The MFCC (Mel Frequency Cepstral Coefficients) of these utterances were used as features to train and evaluate the neural networks. We performed a comparative analysis of four different neural networks for this task viz. Single Hidden Layer Neural Network, Multi Layer Perceptron(Deep Neural Network), Radial Basis Function Neural Network(RBFNN) and Probabilistic Neural Network(PNN) . MATLAB was used for the implementation and experiments.
Accuracy of all neural networks was expectedly very high (>90%) for clean data, large variations coming in with introduction and change in the level of noise. RBFNN has been shown to consistently perform well under all conditions. DNN was the other consistent performer and has the potential to outperform other techniques, if trained on more data.
The findings of this project were selected for publication in IEEE Explore and Scopus and presented in the proceedings of 3rd IEEE International Conference on Electrical, Computer and Communication Technologies(ICECCT) , 2019 after peer review.

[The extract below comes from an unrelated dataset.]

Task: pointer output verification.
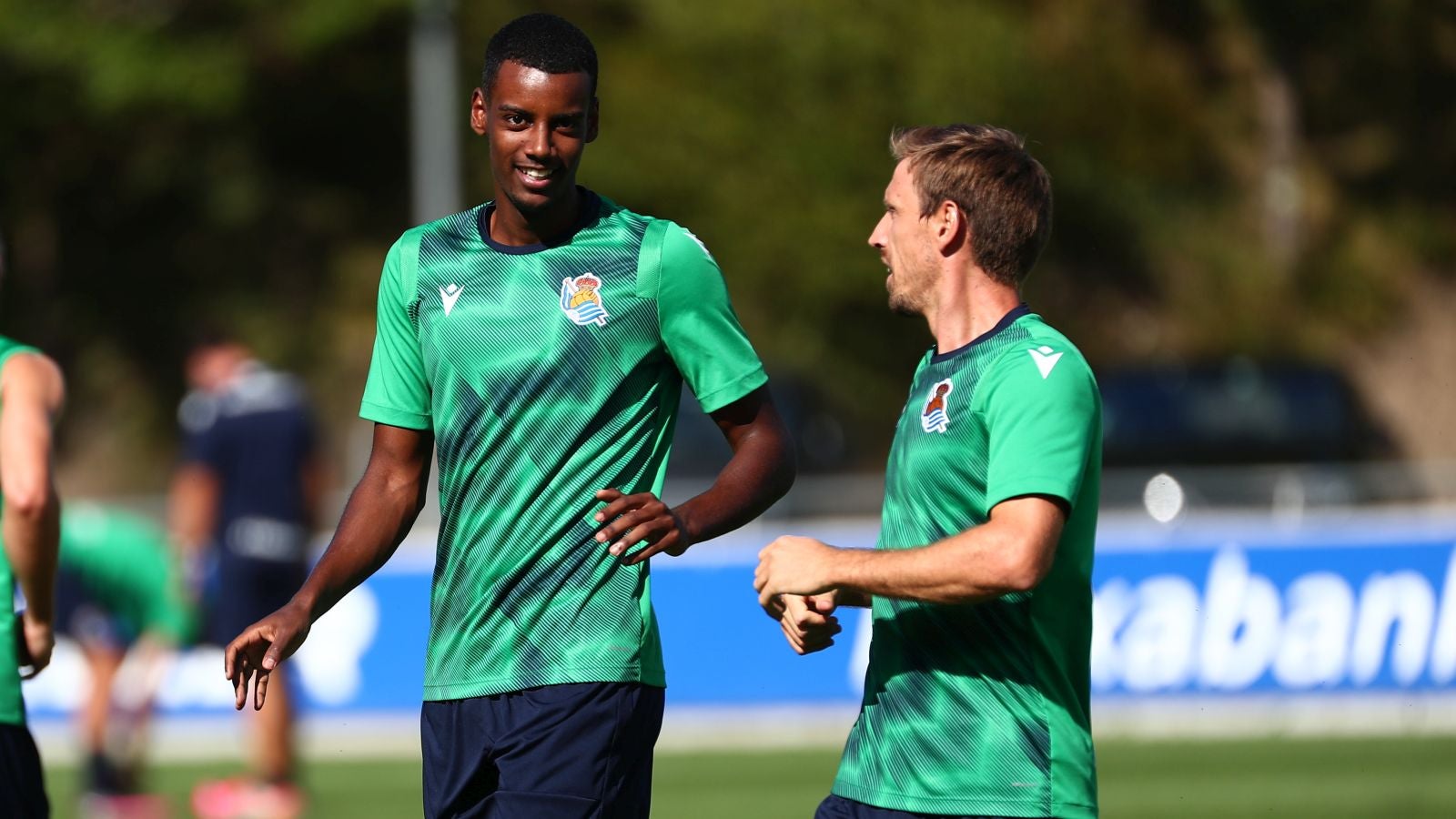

We also worked with the same dataset for analysis of neural networks performance in Speech Recognition task where we compared DNN,RBFNN, PNN, Self Organizing Maps(SOM,unsupervised) for digit recognition, and Speaker Verification task where we compared Regularized RBFNN , Normalized RBFNN , and Deep Neural Networks to verify the identity of a speaker given his new utterance by nearest neighbour prediction on extracted representations.